Episode 2 – Libero Manfredis depressive Krise Giulias Mann sollte einberufen werden, der Zweite
Weltkrieg war ausgebrochen. Libero Manfredi bestand die medizinische
Untersuchung nicht, da er Analphabet war und wurde als imbezil eingestuft. Er
wurde dadurch ausgemustert und wieder zurückgeschickt. Er fiel in eine schwere
depressive Krise, lag apathisch im Bett, verlor jegliches Interesse am Leben.
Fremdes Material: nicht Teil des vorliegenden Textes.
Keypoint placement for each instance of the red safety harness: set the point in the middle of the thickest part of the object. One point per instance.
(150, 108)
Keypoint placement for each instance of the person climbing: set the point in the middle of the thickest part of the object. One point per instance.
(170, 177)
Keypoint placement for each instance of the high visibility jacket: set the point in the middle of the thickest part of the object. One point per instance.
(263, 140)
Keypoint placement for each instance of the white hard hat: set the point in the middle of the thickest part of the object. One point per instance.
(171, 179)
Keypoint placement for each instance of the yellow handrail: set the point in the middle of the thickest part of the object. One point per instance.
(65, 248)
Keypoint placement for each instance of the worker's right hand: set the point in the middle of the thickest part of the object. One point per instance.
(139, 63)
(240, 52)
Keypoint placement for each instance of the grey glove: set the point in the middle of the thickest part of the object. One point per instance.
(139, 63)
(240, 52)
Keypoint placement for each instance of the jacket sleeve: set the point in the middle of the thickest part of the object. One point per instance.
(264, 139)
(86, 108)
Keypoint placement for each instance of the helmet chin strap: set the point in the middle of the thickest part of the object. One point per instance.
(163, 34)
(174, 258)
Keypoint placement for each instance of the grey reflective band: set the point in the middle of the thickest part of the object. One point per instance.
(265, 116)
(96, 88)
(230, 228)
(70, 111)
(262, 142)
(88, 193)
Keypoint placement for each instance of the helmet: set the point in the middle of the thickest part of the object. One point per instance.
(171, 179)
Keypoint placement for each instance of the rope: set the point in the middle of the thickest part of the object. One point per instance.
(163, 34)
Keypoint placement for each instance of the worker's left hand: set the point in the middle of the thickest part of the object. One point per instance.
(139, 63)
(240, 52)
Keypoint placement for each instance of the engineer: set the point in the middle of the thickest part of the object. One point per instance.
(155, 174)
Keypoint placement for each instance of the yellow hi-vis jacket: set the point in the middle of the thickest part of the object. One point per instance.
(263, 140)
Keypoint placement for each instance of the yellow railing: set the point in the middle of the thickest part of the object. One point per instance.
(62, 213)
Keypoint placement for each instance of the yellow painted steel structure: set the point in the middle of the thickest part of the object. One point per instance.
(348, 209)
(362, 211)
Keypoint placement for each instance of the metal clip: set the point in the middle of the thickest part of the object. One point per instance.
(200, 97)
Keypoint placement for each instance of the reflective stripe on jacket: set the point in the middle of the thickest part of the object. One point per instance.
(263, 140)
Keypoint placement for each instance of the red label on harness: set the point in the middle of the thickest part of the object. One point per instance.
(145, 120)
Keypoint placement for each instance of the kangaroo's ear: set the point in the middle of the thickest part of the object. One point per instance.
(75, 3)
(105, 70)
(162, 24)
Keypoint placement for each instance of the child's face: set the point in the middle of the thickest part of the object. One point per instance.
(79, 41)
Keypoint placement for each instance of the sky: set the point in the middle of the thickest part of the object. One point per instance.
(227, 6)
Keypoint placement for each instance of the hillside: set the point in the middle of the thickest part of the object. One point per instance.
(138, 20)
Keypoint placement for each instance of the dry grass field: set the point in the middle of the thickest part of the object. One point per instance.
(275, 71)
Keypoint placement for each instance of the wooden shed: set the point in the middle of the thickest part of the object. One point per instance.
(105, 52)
Giulia ging das sehr nahe und meinte, dass niemand das Recht habe, einfach
stehen zu bleiben, „denn Gehen heißt Leben“. Gehen heißt Leben und das Beste
aus seiner Lage machen …
>Niemand
hat die Freiheit, einfach stehen zu bleiben, nicht wahr, Miss Liberty?<
(131)
Keine Wertschätzung vonseiten Amerika, das bekannt
ist als das Land der Freiheit und der unbegrenzten Möglichkeiten, wofür die
Freiheitsstatue steht, vor der Giulia ihren Gedanken nachgeht. Dass Manfredi
trotz der Bildungsarmut dennoch ein erfolgreicher Geschäftsmann wurde, galt in
Amerika nicht als nennenswerter Erfolg.
Episode 3 – Pietro Ferro im Krieg Pietro ist im Krieg und ist kriegsmüde und sehnte
sich nach seiner Frau Anita. Er möchte ihr einen Brief schreiben, und es fehlen
ihm aber die richtigen Worte. Es fällt ihm schwer, ihr zu schreiben, wie es ihm
wirklich geht, wie schrecklich dieser Krieg doch sei. Er möchte seine Frau
nicht beunruhigen. Im Graben liegt ein toter deutscher Soldat. Pietro findet
bei ihm einen Liebesbrief an dessen Frau. Er ist angetan von seinen Worten und
möchte am liebsten diesen Brief stehlen und seiner Frau schicken. Aber da stehen
auch Worte von Vaterlandsliebe, die Pietro am liebsten auslöschen würde, da er dieses
Gefühl selbst nicht kennen würde.
Diese Episode hat mich tief berührt, dass der
italienische Soldat betäubt vom Krieg einen Brief stehlen wollte, die Worte
stehlen, die der deutsche Soldat an seine Frau gerichtet hatte. Und die These
zur fehlenden Vaterlandsliebe, wo doch viele hier denken, dass die
Italiener*innen alle stolz auf ihr Land aufsehen, was aber in Wirklichkeit
nicht stimmt. Weiter unten habe ich geschrieben, warum die Italiener*innen
Identitätsprobleme haben. Nicht nur wegen der schwachen italienischen Regierung
seit eh und je …
Welche Szene hat mir gefallen?
Es gibt zwei Episoden angelehnt an Zitate …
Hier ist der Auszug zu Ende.